Starch granules in tomato fruit show a complex pattern of degradation.

Starch is transiently accumulated in tomato fruit with near complete degradation achieved by maturity. Surprisingly, (14)C-pulse-chase analyses indicated that the rate of starch degradation was highest in immature fruit [10 days post anthesis (DPA)] when maximal synthesis occurs, but was almost undetectable at 45 DPA when there is net breakdown of starch. Further analysis of starch accumulation, rate of synthesis, particle size analysis, and confocal laser scanning microscopy of starch granules from developing fruit suggests that the rate of starch degradation does increase after 40 DPA, but it may not occur at the same site at which starch is synthesized. Furthermore, the degradation rate at maturity is lower than that measured in early development. Overall, the results suggest that starch degradation in developing tomato is biphasic with separate regiotemporal occurrences. This mechanism may have evolved to offer flexibility in balancing starch accumulation and utilization in the developing fruit.

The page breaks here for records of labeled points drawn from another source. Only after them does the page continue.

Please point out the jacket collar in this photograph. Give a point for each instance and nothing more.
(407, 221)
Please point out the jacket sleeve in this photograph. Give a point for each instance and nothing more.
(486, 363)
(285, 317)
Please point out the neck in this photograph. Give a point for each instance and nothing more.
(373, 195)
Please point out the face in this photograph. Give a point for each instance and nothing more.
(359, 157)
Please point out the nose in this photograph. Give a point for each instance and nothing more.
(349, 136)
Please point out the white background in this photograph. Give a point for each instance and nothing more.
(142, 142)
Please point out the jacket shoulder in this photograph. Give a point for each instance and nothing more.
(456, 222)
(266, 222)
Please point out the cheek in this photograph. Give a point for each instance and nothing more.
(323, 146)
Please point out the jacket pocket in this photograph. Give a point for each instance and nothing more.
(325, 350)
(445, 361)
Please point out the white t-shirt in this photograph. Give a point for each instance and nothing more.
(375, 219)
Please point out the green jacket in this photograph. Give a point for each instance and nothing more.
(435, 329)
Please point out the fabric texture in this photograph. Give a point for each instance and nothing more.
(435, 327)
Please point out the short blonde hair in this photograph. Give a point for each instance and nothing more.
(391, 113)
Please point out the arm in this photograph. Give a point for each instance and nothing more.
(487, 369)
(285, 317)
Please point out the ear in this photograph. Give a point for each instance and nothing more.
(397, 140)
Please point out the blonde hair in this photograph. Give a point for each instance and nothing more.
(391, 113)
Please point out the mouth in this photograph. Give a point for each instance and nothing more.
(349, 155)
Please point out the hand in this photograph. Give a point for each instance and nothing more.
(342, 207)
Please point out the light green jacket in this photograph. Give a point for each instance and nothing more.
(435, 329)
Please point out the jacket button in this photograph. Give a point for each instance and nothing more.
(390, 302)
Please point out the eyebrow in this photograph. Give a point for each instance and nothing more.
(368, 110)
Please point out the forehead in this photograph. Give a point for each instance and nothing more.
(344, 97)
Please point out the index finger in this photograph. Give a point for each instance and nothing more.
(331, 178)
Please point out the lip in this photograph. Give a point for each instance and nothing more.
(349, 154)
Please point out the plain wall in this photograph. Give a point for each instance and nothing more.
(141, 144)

Structural investigations and morphology of tomato fruit starch.

The physicochemical properties of starch from tomato (Solanum lycopersicum L.) pericarp and columella of cv. Moneymaker fruit at 28 days post anthesis (DPA) were investigated, providing the first description of the composition and structure of tomato fruit starch. Starch granules from pericarp were mainly polygonal, 13.5-14.3 microm, and increased in size through development, being largest in ripening fruit. Amylopectin content was 81-83% and was of molecular weight 1.01 x 10(8) g/mol; the phosphorus content was 139 ppm, and starch showed a C-type pattern with crystallinity of 30%. Starch characteristics were similar in columella except granule size (16.8-17.8 microm) and crystallinity (40%), although 6-fold more starch accumulated in the pericarp. Solara, a high-sugar tomato cultivar, was also studied to determine if this affects starch granule architecture. There were few differences from Moneymaker, except that Solara columella starch crystallinity was lower (26%), and more starch granule-intrinsic proteins could be extracted by sodium dodecyl sulfate-polyacrylamide gel electrophoresis.